Mercredi 11 février, nous avons suivi les élections israéliennes en famille. Selon les différents sondages réalisés par les medias israéliens à la sortie des bureaux de vote, il semble que ce soit Tzipi Livni qui remporte les élections législatives israéliennes.
Les chiffres du sondage Rafi Smith :
- Kadima : 28 sièges
- Likoud : 26 sièges
- Israël Beitenou : 16 sièges
- Travailliste : 14 sièges
Les chiffres du sondage de la première chaîne de télévision :
- Kadima : 30 sièges
- Likoud : 28 sièges
- Israël Beitenou : 14 sièges
- Travailliste : 13 sièges
Les chiffres du sondage de la seconde chaîne de télévision :
- Kadima : 29 sièges
- Likoud : 27 sieges
- Israël Beitenou : 15 sièges
- Travailliste : 13 sièges
Le taux de participation atteignait les 65% à 24h, dépassant celui des élections de 2006.
Le scénario qu’aucun sondage n’avait prévu vient de se réaliser. Il y a quinze jours encore Binyamin Netanyahu était donné gagnant de ce scrutin, mais la chef du parti Kadima, Tsipi Livni, créée la surprise.

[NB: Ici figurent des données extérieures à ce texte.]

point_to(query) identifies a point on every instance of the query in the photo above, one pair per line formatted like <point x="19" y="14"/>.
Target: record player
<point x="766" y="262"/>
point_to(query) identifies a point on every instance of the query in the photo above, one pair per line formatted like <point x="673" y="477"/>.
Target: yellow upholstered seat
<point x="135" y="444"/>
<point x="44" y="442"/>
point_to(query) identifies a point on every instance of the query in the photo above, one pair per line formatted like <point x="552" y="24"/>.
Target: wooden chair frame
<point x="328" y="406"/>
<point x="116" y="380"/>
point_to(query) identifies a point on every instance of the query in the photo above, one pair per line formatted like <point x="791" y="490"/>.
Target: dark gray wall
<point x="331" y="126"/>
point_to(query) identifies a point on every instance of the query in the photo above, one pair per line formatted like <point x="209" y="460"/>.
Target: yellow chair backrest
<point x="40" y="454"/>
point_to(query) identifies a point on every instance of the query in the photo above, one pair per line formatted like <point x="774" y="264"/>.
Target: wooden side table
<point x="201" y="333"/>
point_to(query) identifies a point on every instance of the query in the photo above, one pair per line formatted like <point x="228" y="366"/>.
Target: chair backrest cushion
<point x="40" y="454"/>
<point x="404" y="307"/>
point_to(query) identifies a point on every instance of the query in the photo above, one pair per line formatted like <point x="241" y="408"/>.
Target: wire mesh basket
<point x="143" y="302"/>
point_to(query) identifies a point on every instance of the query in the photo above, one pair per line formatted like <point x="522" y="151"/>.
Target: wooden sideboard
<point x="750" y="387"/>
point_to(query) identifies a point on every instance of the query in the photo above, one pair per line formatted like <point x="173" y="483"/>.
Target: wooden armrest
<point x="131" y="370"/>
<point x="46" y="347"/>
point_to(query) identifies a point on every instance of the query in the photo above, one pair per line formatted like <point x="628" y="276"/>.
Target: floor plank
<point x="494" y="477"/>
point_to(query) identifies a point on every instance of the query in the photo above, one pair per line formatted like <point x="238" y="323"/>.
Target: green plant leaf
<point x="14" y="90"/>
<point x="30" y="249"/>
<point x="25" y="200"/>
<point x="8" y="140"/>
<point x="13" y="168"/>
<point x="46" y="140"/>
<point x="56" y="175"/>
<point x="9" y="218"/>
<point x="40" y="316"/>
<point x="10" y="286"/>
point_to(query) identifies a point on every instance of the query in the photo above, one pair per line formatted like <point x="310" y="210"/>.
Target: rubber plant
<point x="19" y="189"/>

Selon les premières estimations de la seconde chaîne de télévision israélienne, Kadima est crédité de 29 sièges et le Likoud 27.
Le troisième partie politique serait Israel Beiteinou (Israël ma maison) d’Avigdor Liberman avec 15 mandats devant Havoda, le parti travailliste qui n’obtiendrait que 13 sièges.
Le parti religieux Shass est crédité de 10 mandats est crédité de 4 sièges, Ihoutd Haléoumi, : 3 mandats, Taal Raam,: 3 et Balad 3 sièges. Le parti des retraités obtiendrait qu'un siège. Selon toutes les estimations des différentes chaînes de télévision, les tendances sont claires :
Livni est en tête de deux mandats, le parti travailliste est le grand perdant de ce scrutin.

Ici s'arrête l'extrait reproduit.